“This is the generation that will define what it means to be gay in church.” I stood in the corner of a small living room that was packed full of people for a conversation with theologian James Alison.
This is probably a terrible thing to admit, but when we read pieces about atonement theory by Alison in some of my graduate classes, I thought he was one of the old guys that I had never heard of (read that as: dead). Turns out, (surprise!), he’s not an old dead theologian. He’s very much alive. Last week, a group of us got to spend some time with him and he has had me thinking ever since.
Alison gave us a walkthrough of history from Jesus’s time all the way up to the present day of how what we now call homosexuality was viewed culturally. It was fascinating, and made more engaging by his English accent. When he got to the present day, he looked at us and said: “it is your generation that is going to define what it means to be gay in the church. That is so exciting.”

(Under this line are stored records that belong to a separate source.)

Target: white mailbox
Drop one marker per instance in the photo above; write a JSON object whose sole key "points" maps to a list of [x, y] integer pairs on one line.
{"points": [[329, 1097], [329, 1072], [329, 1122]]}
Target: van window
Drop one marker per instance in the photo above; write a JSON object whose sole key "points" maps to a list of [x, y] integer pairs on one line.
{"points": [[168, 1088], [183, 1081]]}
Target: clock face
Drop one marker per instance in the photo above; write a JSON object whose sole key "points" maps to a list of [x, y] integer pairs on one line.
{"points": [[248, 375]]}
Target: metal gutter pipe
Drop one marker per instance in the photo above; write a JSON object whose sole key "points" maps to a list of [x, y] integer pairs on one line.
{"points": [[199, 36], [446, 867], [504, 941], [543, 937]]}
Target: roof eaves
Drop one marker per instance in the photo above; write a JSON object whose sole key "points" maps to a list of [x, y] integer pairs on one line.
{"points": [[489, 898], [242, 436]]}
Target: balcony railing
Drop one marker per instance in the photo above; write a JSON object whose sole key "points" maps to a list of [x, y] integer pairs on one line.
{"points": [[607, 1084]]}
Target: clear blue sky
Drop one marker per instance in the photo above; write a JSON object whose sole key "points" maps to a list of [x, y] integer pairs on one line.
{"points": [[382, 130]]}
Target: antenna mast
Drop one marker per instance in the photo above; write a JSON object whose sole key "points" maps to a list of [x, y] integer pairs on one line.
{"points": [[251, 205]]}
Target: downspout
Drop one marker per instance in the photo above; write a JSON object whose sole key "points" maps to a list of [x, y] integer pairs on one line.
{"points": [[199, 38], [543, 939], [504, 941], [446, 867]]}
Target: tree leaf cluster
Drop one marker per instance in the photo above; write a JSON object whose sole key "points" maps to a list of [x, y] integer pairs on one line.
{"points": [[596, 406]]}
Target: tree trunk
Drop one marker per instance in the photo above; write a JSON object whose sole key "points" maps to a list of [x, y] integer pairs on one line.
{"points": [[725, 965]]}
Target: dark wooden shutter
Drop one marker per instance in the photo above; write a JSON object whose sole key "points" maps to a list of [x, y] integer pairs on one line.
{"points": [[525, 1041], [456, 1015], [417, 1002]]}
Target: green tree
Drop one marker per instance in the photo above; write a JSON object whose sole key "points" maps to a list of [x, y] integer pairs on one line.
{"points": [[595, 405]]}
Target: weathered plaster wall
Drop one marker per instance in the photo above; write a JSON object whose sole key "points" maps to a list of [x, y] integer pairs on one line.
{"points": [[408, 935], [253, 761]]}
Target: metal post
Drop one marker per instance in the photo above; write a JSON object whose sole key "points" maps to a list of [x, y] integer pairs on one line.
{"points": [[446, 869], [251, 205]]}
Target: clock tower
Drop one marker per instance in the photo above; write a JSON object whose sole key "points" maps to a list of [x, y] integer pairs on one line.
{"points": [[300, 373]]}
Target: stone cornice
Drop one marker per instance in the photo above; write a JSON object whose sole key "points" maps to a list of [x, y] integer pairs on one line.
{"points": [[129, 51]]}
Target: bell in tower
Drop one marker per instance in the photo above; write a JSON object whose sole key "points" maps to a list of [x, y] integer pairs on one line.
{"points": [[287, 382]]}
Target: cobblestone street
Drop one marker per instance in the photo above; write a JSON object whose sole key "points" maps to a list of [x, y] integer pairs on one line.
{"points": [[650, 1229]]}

Up until this point, people have been fighting to be recognized, to be noticed, to be able to get married. While the battle certainly isn’t over, as Allyson Robinson pointed out in her keynote at the Gay Christian Network conference this past January, it has been won. And now the real work begins.
Last week also, I was in Denver to speak at Our Witness — a TED style event that elevated stories of LGBT Christians. One of the speakers, Isaac Archuleta, talked about coming out and the five steps he sees that are a part of that: 1) come out to yourself, 2) come out to your friends, 3) come out to your family, 4) come out to God, 5) live as a visible LGBT person in the world.
Number five hit me. It’s not enough to just come out to every aspect of our relational circles. The ultimate part of coming out is living it. Is unapologetically being lesbian, gay, bisexual, transgender in a world that doesn’t want us to.
This is what I think Fr. Alison was getting at. It is my generation and the generation below me that will shape what it looks like to actually live as LGBT people of faith. There is no other generation that has been able to do this with the freedom that we have. There is no other generation that is able to live out our identities in the public sphere. Because of this freedom we are setting new standards and new definitions. We are standing upon generations of people who have been fighting for our rights and now we get to live.
That feels like a great responsibility. It means living into the fullness of my identity. And not some identity that is put on me — not the stereotypes, but who I actually am. It means being visible in relationships, in friendships, in my faith, in every aspect of my life. Not necessarily “in your face” visible — “look at us gays going to church!” But, “I’m not going to hide this anymore.”
I’m not going to hide this any more.
That’s the fear, isn’t it? That’s the hard part. Because, we are so used to hiding. We are so used to self-censoring. We are so used to pushing down parts of ourselves to make the people around us comfortable. To make our parents happy, “maybe if I act straight enough, my parents will be proud of me.”
But, that is not what we are called to.
We are called to so much more.
As children of God, as beautifully and wonderfully created LGBT children of our living Father, we are called to so much more. We are called to step out of the hiding that we and others place upon us and live. To live outside of the walls of our closets. To live wonderfully mediocre lives along with everyone else, but do it differently. Because we are different.
We are in a unique place in history. But, more than that, I believe we are positioned here by God to create change simply by living openly. What better way to challenge the narratives around us than by living out our lives at the intersections of faith and sexuality?
How are you living today? What are you hiding?
This is my prayer. That we will be brave. That we will find the areas in our lives where we are still hiding. That we will live.